Got the same boat and yammi, first get a tach. I'm currently running a 3 blade 15 pitch and turning just over 5500 rpm's. I was told by Power Tech to use the SCD4 15 pitch (4 blade stern lift prop), I was wanting a better hole shot.


----------



## sjd0004 (Mar 7, 2010)

thats great info but what do yall know about cleaver props other than they look cool. Also what kind of speed are you getting out of your rig swaddict?


----------



## swaddict (Dec 19, 2009)

> thats great info but what do yall know about cleaver props other than they look cool. Also what kind of speed are you getting out of your rig swaddict?
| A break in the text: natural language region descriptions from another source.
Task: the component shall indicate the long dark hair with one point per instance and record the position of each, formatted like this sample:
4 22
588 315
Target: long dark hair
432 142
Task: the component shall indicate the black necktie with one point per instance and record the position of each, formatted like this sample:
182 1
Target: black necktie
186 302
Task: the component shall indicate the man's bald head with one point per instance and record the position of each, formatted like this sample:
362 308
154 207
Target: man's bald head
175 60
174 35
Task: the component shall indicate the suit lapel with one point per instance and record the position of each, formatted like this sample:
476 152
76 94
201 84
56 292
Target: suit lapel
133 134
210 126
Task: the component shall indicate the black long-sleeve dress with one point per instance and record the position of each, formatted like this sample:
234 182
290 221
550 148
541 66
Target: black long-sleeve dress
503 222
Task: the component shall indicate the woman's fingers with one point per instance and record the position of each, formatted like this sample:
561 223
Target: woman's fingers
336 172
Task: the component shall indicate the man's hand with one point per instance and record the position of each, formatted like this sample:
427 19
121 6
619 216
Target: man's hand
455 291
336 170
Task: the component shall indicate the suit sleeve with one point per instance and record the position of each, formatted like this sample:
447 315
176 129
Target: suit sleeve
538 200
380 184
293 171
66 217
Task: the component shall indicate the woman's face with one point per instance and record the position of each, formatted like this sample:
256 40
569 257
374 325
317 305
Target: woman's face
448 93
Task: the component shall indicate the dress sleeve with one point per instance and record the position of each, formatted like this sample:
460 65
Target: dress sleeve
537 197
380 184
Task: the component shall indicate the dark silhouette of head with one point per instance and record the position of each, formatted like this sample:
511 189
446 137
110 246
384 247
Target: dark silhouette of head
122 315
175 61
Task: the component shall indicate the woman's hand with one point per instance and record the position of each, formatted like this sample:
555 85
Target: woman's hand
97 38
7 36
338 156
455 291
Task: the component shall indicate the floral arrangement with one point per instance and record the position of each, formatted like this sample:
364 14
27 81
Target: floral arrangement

Do not know mph for sure, guessing low to mid 30's.


----------



## iMacattack (Dec 11, 2006)

I had a 2000 17T with a 1998 60 2 smoke Yamaha. 5700 RPM @ 37.2MPH (GPS) WOT with 2 people, 3/4 tank, 17 gallons max tank size, and gear (light load). The boat had ok hole shot for me, but I used my tabs and trim. I cruised 23-25 at 3500-3800 RPM or 27-29 at 4500-4800 RPM. The prop was a 3 blade stainless steel Turbo brand of prop Y13 1/4 x 15 (http://www.turbo-props.com/), 13-1/4 is the diameter in inches (which is correct for the Yamaha 60 2-stroke), and 15 is the pitch in inches.


----------



## lemaymiami (Feb 9, 2007)

Props are one of those things that everyone wonders about (as in would x or y be improved by one prop or another...).  Here's a pretty good rule of thumb for anyone going that route.  You can gain one advantage but it always means giving up another.  In other words you can have a great hole shot, but you'll give up top end... or you can have the best top end but it will come at the expense of hole shot (that's particularly true with four blade as opposed to three blade props...).  For my old Maverick I chose a three blade because I'm much more interested in top end than hole shot (and that top end directly translates to a tiny bit better fuel economy at cruising speeds and I have to run some distances most days).  If I needed the hole shot I'd have gone with a four blade knowing it would have meant 1 to 3 miles and hour less on the top end of things...

The hard part is to reach a good balance between hole shot and top end... it's different for every boat and how it's loaded.

By the way, cleavers are racing props designed to allow a strong motor to rev as high as possible with the smallest amount of prop in the water at speed. Not much use for them in ordinary applications that I know of.


----------